The same day that the regulations were struck down, the WCB reasserted its mandate to ban smoking around all employees, including those in the bar and restaurant industries. Over the spring and summer of 2000 they held public hearings and completed an economic study of the issue, which was ordered by former NDP Labour Minister Joy MacPhail.
That study recognized that there would be short-term impacts to business, but in every case where smoking bans have been implemented including Scotland, California and Vermont there was no long-term loss of revenues, closures, or impacts on tourism.
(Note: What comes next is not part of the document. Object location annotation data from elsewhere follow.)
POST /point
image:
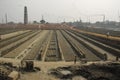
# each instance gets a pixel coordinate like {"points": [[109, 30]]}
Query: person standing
{"points": [[75, 60]]}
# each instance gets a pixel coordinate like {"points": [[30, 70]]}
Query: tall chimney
{"points": [[25, 15]]}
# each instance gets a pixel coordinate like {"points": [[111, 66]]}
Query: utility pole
{"points": [[25, 15], [6, 18], [103, 18]]}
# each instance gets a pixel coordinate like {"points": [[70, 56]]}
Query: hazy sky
{"points": [[59, 10]]}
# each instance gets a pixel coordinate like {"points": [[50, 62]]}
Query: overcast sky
{"points": [[60, 10]]}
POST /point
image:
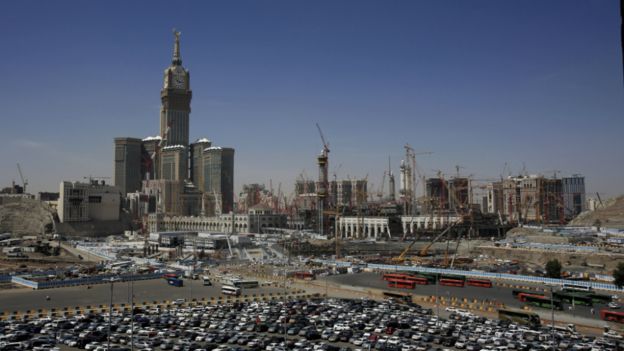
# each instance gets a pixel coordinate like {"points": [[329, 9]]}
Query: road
{"points": [[145, 290], [496, 294]]}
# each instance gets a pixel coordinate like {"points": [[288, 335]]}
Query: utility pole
{"points": [[552, 316], [110, 311]]}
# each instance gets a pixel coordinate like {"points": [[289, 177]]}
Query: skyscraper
{"points": [[162, 161], [127, 175], [218, 165], [175, 97]]}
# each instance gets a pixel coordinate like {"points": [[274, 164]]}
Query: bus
{"points": [[175, 282], [612, 316], [576, 287], [573, 299], [520, 317], [399, 297], [599, 298], [418, 280], [247, 284], [481, 283], [544, 302], [389, 276], [452, 282], [230, 290], [401, 284], [522, 296], [516, 292], [431, 277], [453, 277], [206, 280], [170, 275], [304, 275]]}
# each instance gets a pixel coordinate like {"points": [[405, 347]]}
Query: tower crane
{"points": [[322, 190], [24, 181]]}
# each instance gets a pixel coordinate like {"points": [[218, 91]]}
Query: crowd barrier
{"points": [[485, 275], [99, 279]]}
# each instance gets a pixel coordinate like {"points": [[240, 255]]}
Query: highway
{"points": [[496, 293], [145, 290]]}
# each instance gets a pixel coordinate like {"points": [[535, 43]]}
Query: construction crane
{"points": [[460, 209], [24, 181], [322, 189], [410, 158]]}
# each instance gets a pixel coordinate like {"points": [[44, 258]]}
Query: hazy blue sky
{"points": [[479, 83]]}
While first quarter liquor sales at hotels, restaurants, cabarets and pubs were down in 2000 when compared to the previous year, the report says they were still ahead of 1998 tallies. Hotel tallies were significantly down, restaurant figures were up, and pubs and cabaret sales were down slightly. At the same time, overall sales of beer, wine and spirits dipped to their lowest point in over a year at the start of the ban. But by the time the ban was lifted sales were above average. The report also estimates that liquor licencees lost less than $10 million in revenues during the duration of the first ban, which is significantly less than the $100 million they claimed.
Because the original ban was in place for less than three months, there is no way to predict what the long term effects of a smoking ban will be, but based on experiments in Europe and the U.S., business either remained the same or increased. There was less employee absenteeism as a result of second hand smoke, and staff morale improved. And while customers may have stayed away in the beginning to protest the new laws, they either came back or were replaced by non-smokers who avoided smoking areas in the past. Even some smokers had positive things to say about the law.
After holding four public forums across the province, and studying the economic impact, the WCB amended the ETS regulation to allow smoking indoors, but only in separately ventilated rooms. Staff are not allowed to work in those rooms while they are in use.